Experts like Evon, Breakstone and Wineburg said false or misleading information can intensify the already heated debates about this conflict.
“When young people are developing their views about the world, false claims alter that,” Evon said. “They drag people down more dangerous paths.”
The students at Highland Park High School agree.
“It can just be really dangerous if we don’t seek out the real information,” Miller said. “I hope that people in our generation start to become more educated about issues.”
Response from TikTok
CBS News discussed the experiment findings with spokespeople from TikTok. After the team sent the company links to examples of misinformation, those posts were removed.
“TikTok works relentlessly to remove harmful misinformation, and partners with independent fact-checkers who assess the accuracy of content in more than 50 languages,” a TikTok spokesperson said. We’ve removed more than 131,000 videos for misinformation since the start of the Israel-Hamas war and direct people searching for content related to the conflict to Reuters.”
TikTok spokespeople also said:
- Our Community Guidelines are clear that we do not allow inaccurate, misleading, or false content that may cause significant harm to individuals or society, regardless of intent. We reviewed content sent to us by CBS and have removed those that violate our policies.

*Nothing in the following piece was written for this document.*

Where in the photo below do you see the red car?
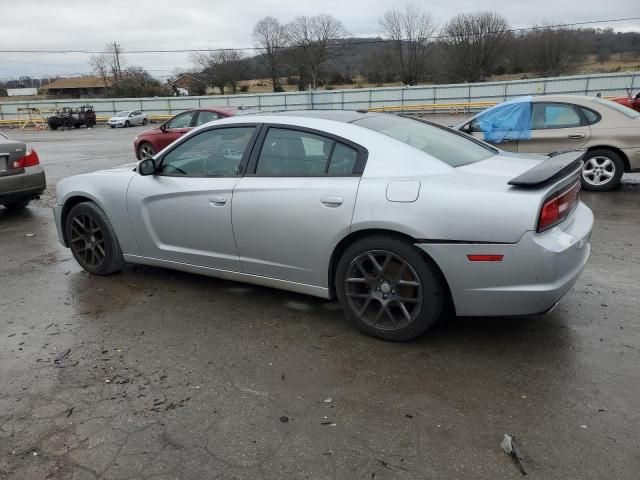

- We use a combination of technology and human moderation to enforce those guidelines, and we review content at multiple stages including initial upload, when content is reported to us and as it rises in popularity.
- We have over 40,000 talented safety professionals dedicated to keeping TikTok safe. We also rely on independent fact-checking partners and our database of previously fact-checked claims to help assess the accuracy of content. We work with 17 fact checking partners globally, who cover over 50 languages globally.
- We provide access to authoritative information at the very top of search to provide access to facts. For example, searching for “Israel” on TikTok directs people to resources from Reuters.
Response from Meta about Instagram
“We’ve taken significant steps to fight the spread of misinformation using a three-part strategy – remove content that violates our Community Standards, flag and reduce distribution of stories marked as false by third-party fact-checkers,” a Meta spokesperson said. “We also label content and inform people so they can decide what to read, trust and share.”
The Meta spokesperson also said:
- We’re working with third-party fact-checkers in the region to debunk false claims. Meta has the largest third-party fact checking network of any platform, with coverage in both Arabic and Hebrew, through AFP, Reuters and Fatabyyano. When they rate something as false, we move this content lower in Feed so fewer people see it.
- We recognize the importance of speed in moments like this, so we’ve made it easier for fact-checkers to find and rate content related to the war, using keyword detection to group related content in one place.
- We’re also giving people more information to decide what to read, trust, and share by adding warning labels on content rated false by third-party fact-checkers and applying labels to state-controlled media publishers.